Die Bewohner der Insel betrachten die Planungen aber mit einer gewissen Skepsis. Vorangetrieben wird das Projekt vor allem durch den Bürgermeister Jörg Singer. Zu den Gegnern gehört hingegen sein dritter Stellvertreter Thorsten Falke vom Südschleswigschen Wählerverband. Dieser betont zwar grundsätzlich die Notwendigkeit der Energiewende. Helgoland aber trage dazu schon genug bei. Für das geplante Wasserstoffprojekt sei die Insel hingegen nicht geeignet. Seine Argumente reichen dabei von der Gefahr für die zahlreichen Zugvögel bis hin zu Bedenken bezüglich der bei der Elektrolyse verwendeten Chemikalien. Auch der notwendige weitere Ausbau des Hafens wird kritisch gesehen. Die große Sorge aber: Das auch bei Touristen beliebte Helgoland könnte zu einer reinen Industrie-Insel werden. Dies würde zwar für viele Gewerbesteuereinnahmen sorgen. Arbeitsplätze für einheimische Kräfte entstehen dadurch aber keine. Stattdessen strömen externe Arbeitskräfte auf die Insel.

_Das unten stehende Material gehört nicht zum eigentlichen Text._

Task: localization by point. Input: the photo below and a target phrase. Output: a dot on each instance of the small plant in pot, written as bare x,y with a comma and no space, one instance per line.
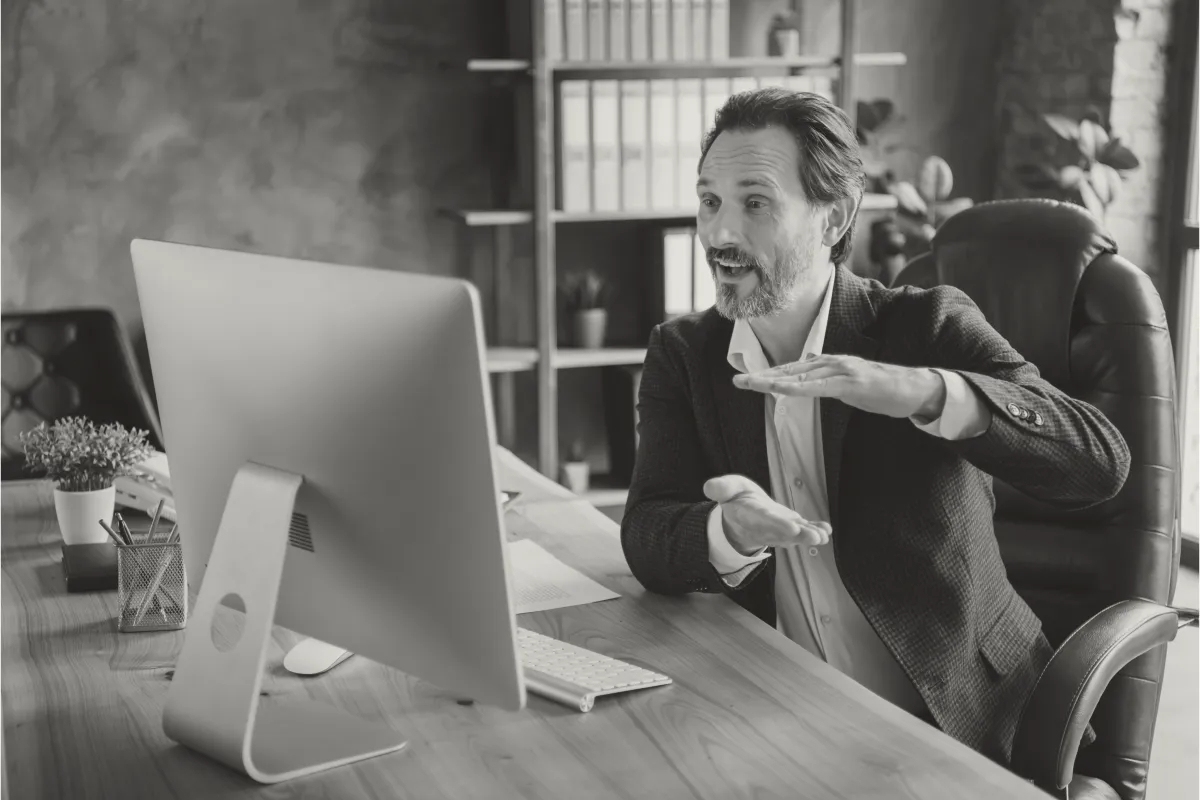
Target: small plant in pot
575,469
83,459
585,295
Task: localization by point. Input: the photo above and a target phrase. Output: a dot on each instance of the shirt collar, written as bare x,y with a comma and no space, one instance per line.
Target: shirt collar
745,352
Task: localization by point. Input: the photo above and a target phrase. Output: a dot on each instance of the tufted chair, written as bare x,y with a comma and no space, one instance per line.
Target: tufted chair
69,362
1048,277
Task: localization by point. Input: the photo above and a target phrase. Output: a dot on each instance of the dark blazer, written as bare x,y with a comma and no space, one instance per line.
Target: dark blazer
911,513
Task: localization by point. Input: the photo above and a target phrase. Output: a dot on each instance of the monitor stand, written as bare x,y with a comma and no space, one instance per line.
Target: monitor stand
213,702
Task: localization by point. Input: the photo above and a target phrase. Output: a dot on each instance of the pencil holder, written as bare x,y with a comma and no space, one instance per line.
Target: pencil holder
151,588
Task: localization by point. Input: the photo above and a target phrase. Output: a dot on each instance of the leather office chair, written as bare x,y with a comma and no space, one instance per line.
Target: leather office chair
69,362
1048,278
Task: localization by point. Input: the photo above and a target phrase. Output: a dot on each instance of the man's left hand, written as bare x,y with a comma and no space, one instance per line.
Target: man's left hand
868,385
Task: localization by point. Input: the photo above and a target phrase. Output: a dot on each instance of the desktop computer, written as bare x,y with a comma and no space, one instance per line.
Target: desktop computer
331,443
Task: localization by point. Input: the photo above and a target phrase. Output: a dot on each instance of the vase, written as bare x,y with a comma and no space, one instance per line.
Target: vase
575,476
589,328
79,515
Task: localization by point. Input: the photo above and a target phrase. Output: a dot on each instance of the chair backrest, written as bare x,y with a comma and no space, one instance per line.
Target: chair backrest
1048,278
69,362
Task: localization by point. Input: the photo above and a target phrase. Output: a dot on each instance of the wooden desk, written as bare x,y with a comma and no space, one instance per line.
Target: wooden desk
750,714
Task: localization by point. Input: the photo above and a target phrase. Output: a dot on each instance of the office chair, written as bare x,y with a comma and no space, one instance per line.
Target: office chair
1048,278
69,362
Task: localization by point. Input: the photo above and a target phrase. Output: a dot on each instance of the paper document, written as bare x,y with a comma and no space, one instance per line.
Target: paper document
540,582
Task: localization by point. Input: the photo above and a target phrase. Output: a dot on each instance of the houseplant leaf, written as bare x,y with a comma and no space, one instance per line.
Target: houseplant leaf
1105,182
935,180
1116,155
1066,127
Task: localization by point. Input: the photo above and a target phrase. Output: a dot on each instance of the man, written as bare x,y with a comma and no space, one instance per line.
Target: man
820,446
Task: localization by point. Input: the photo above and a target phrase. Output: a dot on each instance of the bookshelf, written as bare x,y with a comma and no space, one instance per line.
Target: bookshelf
541,77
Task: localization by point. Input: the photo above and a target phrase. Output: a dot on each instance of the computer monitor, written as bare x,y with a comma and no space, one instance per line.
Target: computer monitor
330,437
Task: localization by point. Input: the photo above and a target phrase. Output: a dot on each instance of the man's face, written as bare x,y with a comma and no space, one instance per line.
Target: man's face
757,227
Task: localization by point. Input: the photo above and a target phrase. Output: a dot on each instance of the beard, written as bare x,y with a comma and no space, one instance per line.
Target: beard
774,289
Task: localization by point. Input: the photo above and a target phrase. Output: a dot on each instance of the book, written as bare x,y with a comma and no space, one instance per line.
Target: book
576,168
634,145
689,130
663,144
605,146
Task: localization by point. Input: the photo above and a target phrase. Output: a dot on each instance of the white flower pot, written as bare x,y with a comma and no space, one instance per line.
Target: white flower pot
575,476
79,515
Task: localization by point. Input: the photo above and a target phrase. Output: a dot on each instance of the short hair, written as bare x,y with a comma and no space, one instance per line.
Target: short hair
831,160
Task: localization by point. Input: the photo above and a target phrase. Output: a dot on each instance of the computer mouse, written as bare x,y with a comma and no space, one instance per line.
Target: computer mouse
313,656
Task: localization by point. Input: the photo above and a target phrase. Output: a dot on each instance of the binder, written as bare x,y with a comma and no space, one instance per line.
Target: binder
575,30
553,17
576,181
700,30
717,91
681,30
618,30
689,127
663,145
719,30
635,163
677,272
660,30
598,30
605,146
639,30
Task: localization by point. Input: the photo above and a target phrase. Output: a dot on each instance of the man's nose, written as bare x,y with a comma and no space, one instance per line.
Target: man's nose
724,228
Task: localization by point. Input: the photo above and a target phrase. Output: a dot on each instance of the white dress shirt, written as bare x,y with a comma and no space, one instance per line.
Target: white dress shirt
813,606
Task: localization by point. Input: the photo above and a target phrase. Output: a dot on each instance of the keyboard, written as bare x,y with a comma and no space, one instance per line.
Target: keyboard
574,675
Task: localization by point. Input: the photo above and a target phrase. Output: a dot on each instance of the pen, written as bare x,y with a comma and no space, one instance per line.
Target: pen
154,522
120,542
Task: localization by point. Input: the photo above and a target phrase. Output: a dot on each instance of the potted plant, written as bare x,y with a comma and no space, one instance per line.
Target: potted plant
83,459
585,293
575,469
1081,162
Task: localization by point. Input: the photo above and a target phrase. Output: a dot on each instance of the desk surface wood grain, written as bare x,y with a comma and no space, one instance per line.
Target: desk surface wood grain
749,715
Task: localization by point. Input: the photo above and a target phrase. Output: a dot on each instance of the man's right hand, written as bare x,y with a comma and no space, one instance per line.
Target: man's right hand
753,519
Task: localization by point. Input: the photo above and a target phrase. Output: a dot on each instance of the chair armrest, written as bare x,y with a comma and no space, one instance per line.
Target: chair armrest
1062,702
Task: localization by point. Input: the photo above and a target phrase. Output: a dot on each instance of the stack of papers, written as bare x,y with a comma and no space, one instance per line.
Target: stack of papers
540,582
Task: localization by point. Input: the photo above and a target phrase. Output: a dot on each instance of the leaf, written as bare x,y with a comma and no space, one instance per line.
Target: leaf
907,198
1105,182
1091,202
1063,126
935,180
1069,178
1116,155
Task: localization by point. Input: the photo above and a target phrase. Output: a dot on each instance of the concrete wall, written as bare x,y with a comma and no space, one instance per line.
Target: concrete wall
315,128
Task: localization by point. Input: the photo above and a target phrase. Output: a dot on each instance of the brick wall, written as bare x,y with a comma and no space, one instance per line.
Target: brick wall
1068,55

Auch die Offshore-Windräder wurden zunächst skeptisch betrachtet

Diese aber lassen nur wenig Geld in den lokalen Geschäften. Erste Anzeichen für eine solche Entwicklung sind bereits zu beobachten. So kann das einst größte Hotel der Insel nicht mehr von Touristen gebucht werden. Stattdessen hat sich der Energiekonzern RWE eingekauft und bringt dort seine Arbeiter unter. Meinungsumfragen zu dem geplanten Wasserstoff-Projekt gibt es bisher nicht. Externe Beobachter berichten aber davon, dass die Bedenken Falkes durchaus von großen Teilen der Einwohner geteilt werden. Dies war allerdings auch schon vor dem Bau der ersten Offshore-Windparks so. Hier wird ein grundsätzliches Problem der Energiewende sichtbar: Grundsätzlich wird diese von weiten Teilen der Bevölkerung unterstützt. Sobald es um konkrete Projekte in der eigenen Nachbarschaft geht, steigt die Skepsis aber in vielen Fällen stark an. Es dürfte daher spannend werden zu beobachten, in welche Richtung sich Helgoland in den nächsten Jahren entwickelt.